One- and two-photon excitation vibronic spectra of 2-methylallyl radical at 4.6–5.6 eV

Abstract

Vibronically excited 2-methylallyl radical [CH2C(CH3)CH2] at 4.6–5.6 eV has been studied by 1+1 and 2+2 resonance-enhanced multiphoton ionization (REMPI) spectroscopy. The 2-methylallyl radicals were produced by the flash pyrolysis of 3-bromo-2-methylpropene in a supersonic-jet expansion. The 2+2 REMPI spectrum of 2-methylallyl radical at 38 000–40 700 cm−1 is identified as B̃(1 2A1)←X̃(1 2A2) transition, i.e., the excitation of a nonbonding electron to the 3s Rydberg state (3s←n). Seven lowest-lying electronic states with excitation energy below 6 eV have been calculated in an MRCI level. Two new electronic bands have been observed at 38 500–41 000 cm−1 by 1+1 REMPI spectroscopy and assigned to C̃(1 2B2)←X̃(1 2A2) and Ẽ(2 2A2)←X̃(1 2A2).
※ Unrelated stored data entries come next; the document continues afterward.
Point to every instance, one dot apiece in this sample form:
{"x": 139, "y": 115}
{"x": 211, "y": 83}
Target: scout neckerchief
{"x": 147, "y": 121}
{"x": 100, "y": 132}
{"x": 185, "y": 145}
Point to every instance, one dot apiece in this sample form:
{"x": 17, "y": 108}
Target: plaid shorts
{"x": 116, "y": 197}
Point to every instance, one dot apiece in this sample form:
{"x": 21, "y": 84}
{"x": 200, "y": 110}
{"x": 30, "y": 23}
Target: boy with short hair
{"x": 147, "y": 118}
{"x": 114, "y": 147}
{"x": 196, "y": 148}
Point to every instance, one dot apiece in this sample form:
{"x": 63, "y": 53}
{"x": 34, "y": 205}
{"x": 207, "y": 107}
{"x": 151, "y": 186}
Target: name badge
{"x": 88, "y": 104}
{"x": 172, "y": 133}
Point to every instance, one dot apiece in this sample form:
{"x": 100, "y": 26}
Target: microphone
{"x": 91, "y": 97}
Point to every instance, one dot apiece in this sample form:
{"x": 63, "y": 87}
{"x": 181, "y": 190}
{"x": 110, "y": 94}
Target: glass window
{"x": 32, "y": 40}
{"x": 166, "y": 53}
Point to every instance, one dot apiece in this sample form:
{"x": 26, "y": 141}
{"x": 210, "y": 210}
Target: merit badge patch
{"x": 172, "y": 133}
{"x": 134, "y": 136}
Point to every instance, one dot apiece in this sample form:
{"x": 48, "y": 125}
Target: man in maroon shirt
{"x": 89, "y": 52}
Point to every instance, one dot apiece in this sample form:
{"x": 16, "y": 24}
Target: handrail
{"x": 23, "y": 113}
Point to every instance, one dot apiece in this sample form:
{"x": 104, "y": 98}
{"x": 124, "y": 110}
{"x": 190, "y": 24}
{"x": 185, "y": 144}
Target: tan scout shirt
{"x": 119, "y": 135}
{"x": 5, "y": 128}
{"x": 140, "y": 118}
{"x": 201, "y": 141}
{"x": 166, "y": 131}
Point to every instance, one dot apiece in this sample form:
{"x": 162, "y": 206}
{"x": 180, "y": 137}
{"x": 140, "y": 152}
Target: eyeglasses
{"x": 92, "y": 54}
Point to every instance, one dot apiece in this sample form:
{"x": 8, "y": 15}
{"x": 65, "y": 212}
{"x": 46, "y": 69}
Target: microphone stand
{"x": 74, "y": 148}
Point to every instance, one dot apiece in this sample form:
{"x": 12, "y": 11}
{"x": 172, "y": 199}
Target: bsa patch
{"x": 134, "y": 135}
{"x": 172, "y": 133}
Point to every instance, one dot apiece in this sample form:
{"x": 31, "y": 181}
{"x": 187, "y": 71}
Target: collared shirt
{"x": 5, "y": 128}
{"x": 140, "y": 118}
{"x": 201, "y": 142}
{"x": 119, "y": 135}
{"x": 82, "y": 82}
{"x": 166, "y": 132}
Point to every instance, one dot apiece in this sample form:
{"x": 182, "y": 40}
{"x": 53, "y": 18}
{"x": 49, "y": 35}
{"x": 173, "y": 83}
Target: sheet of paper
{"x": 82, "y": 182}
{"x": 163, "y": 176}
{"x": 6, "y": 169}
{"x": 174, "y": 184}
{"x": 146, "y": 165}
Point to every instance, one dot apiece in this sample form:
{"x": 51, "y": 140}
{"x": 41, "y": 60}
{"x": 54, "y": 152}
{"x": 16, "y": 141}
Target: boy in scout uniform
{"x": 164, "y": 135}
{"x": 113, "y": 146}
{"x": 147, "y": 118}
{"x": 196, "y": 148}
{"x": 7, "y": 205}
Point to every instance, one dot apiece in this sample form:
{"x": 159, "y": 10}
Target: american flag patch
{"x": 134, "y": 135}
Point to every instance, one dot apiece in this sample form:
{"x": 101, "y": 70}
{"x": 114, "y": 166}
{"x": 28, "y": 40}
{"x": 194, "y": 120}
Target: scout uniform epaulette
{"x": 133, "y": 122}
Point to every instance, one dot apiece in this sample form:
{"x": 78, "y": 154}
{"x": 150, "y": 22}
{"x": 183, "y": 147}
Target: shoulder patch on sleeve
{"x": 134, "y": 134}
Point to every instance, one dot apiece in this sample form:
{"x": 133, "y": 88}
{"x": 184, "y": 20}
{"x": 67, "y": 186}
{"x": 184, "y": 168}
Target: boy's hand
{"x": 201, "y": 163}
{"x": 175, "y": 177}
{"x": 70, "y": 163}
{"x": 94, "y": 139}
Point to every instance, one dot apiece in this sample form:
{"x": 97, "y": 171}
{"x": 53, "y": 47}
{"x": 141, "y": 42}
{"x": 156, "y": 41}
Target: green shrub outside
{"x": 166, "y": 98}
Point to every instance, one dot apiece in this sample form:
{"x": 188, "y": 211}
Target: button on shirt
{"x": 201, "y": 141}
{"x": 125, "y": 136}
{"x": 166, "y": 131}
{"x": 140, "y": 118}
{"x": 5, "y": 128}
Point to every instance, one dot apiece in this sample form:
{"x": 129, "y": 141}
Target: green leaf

Much broader 1+1 REMPI signals at 41 000–43 5 00 cm−1 with HWHM of ∼80 cm−1 for each vibronic band could be due to D̃(2 2B2)←X̃(1 2A2) and/or F̃(3 2B2)←X̃(1 2A2) via an intensity borrowing from C̃(1 2B2)←X̃(1 2A2). Taking the computed geometries and vibrations of the ground- and excited electronic states, Franck–Condon factors (FCFs) have been calculated. Combining the FCFs with calculated excitation energies and oscillator strengths of the six electronic states at 4–6 eV, predicted spectral patterns have been used to assist spectroscopic analysis for the observed vibronic spectra of 2-methylallyl radical.